Better, described system also comprises the front-end proxy agent that connects with node;
Described VTPM manager also is used for the generating platform configuration information, sends to described front-end proxy agent;
Described front-end proxy agent is used for receiving described platform configuration information, and stores in the platform configuration information table; When client-requested is accessed, from described platform configuration information table, search the platform configuration information with the relevant virtual machine of described client-access, send to described client.
Better, described node comprises isolator, the network interface card of virtual machine is connected to virtual bridge by virtual interface;
Described isolator, for detection of whether new virtual machine creating is arranged on the described node, if having, then obtain the MAC Address of virtual machine and the type of virtual machine, formulate corresponding isolation rule according to described virtual machine type, described isolation rule is added in the Link Filter table; When node receives packet, according to isolation rule in the described Link Filter table, with described package forward to virtual machine.
Better, described node is also for the MAC Address of the virtual machine that will newly create and the isolator that type is broadcast to other nodes;
Described isolator also is used for receiving MAC Address and the type of broadcasting, according to the information of the virtual machine of this locality storage of node, formulates the isolation rule, and the isolation rule is added in the local Link Filter table; When node receives packet, according to isolation rule in the described Link Filter table, with described package forward to virtual machine.
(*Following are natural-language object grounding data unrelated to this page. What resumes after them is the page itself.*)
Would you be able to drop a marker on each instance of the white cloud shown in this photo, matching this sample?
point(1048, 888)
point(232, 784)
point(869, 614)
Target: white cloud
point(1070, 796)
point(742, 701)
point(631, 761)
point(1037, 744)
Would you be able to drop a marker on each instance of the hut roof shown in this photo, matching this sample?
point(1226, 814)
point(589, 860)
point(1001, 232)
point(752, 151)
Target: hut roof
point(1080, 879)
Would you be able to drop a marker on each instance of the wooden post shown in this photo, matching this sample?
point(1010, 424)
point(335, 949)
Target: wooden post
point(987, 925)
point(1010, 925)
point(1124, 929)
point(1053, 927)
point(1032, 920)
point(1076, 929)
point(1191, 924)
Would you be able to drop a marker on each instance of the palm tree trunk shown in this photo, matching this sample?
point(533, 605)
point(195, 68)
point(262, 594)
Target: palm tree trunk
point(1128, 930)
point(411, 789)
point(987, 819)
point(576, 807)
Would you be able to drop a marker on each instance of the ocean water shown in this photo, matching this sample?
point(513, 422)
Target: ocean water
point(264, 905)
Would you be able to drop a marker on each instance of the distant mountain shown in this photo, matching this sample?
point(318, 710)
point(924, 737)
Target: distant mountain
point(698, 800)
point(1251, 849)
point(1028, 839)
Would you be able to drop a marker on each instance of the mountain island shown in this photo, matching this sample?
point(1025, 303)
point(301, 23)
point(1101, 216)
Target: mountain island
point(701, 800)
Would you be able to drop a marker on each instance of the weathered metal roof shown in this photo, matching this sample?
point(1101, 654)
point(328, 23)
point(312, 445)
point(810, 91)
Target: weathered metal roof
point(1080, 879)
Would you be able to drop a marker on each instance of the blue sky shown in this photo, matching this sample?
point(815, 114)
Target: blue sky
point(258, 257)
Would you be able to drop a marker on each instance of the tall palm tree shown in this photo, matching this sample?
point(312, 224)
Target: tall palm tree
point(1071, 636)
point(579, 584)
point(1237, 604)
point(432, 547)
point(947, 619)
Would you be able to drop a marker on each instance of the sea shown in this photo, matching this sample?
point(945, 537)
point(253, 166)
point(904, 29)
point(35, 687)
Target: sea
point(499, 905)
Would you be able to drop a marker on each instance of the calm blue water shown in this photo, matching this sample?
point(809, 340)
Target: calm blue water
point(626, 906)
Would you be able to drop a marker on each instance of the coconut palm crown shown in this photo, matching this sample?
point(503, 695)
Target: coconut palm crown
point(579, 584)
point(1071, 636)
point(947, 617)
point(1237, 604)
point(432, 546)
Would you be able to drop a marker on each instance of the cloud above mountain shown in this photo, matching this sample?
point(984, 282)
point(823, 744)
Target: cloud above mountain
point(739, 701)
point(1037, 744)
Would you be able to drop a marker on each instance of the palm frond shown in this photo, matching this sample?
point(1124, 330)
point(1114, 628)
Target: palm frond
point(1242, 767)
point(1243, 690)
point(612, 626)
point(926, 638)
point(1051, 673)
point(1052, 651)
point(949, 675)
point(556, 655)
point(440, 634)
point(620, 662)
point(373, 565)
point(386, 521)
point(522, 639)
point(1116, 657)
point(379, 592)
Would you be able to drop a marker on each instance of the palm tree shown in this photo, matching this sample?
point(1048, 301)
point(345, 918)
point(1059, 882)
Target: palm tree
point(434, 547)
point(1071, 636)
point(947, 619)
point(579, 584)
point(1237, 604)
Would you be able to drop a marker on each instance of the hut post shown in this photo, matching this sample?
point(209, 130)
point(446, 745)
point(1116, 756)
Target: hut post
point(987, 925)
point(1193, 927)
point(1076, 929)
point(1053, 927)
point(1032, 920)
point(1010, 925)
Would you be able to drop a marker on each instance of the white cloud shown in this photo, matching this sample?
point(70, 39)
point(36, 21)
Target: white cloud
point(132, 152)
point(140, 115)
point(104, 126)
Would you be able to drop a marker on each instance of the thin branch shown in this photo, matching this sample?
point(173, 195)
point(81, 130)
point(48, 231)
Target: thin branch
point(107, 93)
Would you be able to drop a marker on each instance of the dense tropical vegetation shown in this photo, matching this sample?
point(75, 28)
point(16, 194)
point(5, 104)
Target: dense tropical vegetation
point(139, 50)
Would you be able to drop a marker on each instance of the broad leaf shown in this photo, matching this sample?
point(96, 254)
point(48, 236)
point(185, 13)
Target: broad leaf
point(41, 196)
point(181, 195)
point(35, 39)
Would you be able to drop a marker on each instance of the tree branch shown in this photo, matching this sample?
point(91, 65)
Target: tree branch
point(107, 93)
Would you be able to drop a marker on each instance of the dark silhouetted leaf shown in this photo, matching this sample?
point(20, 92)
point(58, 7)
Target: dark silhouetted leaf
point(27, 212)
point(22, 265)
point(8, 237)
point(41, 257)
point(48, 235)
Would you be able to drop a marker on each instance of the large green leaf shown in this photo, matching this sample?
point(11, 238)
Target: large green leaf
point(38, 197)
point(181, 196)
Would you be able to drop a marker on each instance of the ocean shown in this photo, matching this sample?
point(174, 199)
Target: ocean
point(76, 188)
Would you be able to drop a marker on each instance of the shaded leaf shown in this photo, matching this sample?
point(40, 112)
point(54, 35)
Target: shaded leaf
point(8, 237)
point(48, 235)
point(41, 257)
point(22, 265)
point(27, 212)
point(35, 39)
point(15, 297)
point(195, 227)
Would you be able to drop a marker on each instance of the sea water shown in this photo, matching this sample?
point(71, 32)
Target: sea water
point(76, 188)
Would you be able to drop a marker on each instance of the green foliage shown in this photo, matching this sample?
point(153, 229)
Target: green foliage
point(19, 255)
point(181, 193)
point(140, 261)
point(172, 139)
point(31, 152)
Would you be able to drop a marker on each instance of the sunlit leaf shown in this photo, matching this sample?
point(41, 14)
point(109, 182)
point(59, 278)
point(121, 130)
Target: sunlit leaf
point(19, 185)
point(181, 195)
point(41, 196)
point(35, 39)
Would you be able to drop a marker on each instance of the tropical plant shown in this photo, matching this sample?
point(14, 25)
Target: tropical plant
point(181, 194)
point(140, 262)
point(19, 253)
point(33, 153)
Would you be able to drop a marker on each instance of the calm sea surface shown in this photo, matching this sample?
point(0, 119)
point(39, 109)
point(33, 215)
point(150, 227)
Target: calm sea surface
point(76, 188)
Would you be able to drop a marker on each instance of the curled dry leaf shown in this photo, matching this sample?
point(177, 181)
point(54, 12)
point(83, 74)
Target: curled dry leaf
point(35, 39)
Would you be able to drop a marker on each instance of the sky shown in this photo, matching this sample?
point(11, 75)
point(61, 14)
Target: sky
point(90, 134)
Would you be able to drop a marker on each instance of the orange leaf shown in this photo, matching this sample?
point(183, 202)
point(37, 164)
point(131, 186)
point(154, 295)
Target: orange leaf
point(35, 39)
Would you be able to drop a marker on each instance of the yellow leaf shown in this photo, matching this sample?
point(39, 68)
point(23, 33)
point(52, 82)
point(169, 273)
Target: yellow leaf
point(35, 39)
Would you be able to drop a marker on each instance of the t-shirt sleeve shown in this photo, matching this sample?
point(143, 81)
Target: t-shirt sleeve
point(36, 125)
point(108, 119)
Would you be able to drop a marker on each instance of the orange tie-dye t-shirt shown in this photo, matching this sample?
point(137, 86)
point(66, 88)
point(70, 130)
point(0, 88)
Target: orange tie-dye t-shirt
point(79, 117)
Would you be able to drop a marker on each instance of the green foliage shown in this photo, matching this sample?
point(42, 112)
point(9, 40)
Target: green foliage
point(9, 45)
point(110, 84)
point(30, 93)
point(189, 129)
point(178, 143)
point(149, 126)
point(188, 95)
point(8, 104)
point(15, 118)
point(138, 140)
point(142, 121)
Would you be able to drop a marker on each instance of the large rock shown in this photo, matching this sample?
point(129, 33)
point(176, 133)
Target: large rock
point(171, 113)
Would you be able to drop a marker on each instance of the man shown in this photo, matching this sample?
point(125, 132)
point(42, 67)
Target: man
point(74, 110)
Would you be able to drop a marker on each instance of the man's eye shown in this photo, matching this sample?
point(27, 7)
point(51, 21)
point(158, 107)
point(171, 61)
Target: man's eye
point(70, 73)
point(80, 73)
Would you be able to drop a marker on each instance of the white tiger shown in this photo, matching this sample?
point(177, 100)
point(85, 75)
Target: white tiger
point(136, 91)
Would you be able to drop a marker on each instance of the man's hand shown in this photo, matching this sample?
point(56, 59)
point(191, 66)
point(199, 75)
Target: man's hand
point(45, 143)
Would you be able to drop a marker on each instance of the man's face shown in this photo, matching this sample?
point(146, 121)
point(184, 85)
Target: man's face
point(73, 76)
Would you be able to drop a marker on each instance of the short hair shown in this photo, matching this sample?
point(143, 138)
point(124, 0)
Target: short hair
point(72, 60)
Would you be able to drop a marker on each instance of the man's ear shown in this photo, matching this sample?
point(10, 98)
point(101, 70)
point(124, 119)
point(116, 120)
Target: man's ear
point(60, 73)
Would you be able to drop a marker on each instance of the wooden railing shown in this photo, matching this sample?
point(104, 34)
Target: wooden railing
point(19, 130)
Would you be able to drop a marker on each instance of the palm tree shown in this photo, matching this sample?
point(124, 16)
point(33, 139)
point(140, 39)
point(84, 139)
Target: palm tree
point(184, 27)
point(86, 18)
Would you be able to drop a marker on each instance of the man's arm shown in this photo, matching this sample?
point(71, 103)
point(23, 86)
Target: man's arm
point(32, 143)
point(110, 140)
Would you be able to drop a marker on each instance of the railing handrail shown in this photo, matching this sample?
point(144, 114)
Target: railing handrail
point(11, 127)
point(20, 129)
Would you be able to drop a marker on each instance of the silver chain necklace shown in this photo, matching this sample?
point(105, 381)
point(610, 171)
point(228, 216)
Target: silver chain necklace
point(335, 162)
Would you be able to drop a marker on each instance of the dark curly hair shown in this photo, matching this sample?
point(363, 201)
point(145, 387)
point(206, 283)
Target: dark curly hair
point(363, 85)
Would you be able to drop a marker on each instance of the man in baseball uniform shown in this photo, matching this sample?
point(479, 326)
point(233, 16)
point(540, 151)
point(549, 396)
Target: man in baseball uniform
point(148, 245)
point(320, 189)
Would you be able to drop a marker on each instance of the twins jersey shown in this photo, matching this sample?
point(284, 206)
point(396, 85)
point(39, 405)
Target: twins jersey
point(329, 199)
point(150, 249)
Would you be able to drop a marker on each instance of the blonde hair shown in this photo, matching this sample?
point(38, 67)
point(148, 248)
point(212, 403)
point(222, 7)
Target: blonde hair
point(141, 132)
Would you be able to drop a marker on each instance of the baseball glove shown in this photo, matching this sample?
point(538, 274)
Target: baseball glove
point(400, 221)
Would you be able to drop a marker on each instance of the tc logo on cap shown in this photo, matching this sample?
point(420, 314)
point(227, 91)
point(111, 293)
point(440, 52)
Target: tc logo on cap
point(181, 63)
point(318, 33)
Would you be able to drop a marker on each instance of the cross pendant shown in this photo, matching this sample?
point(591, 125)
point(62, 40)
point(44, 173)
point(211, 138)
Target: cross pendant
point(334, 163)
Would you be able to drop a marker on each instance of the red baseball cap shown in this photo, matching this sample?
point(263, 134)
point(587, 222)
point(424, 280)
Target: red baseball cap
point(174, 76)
Better, described system also comprises: dummy spacer,
After described node also is used for virtual machine activation, check that the network configuration information of virtual machine this locality obtains IP address and subnet mask, calculate the described subnet address of virtual machine, the information of subnet address is issued the dummy spacer of virtual machine;
Described dummy spacer is used for formulating corresponding filtering rule according to the subnet address information of receiving, described filtering rule is stored in the network filtering table; When virtual machine receives the IP bag, according to isolation rule in the described network filtering table, process described IP bag.
Better, described node also is used for by virtual machine to the local network broadcast request message;
Described dummy spacer also is used at virtual machine during to the local network broadcast request message, the network address information of the virtual machine of the described node in acquisition request place; The network information of obtaining is added in the network filtering table.
Those skilled in the art can also carry out various modifications to above content under the condition that does not break away from the definite the spirit and scope of the present invention of claims.Therefore scope of the present invention is not limited in above explanation, but determined by the scope of claims.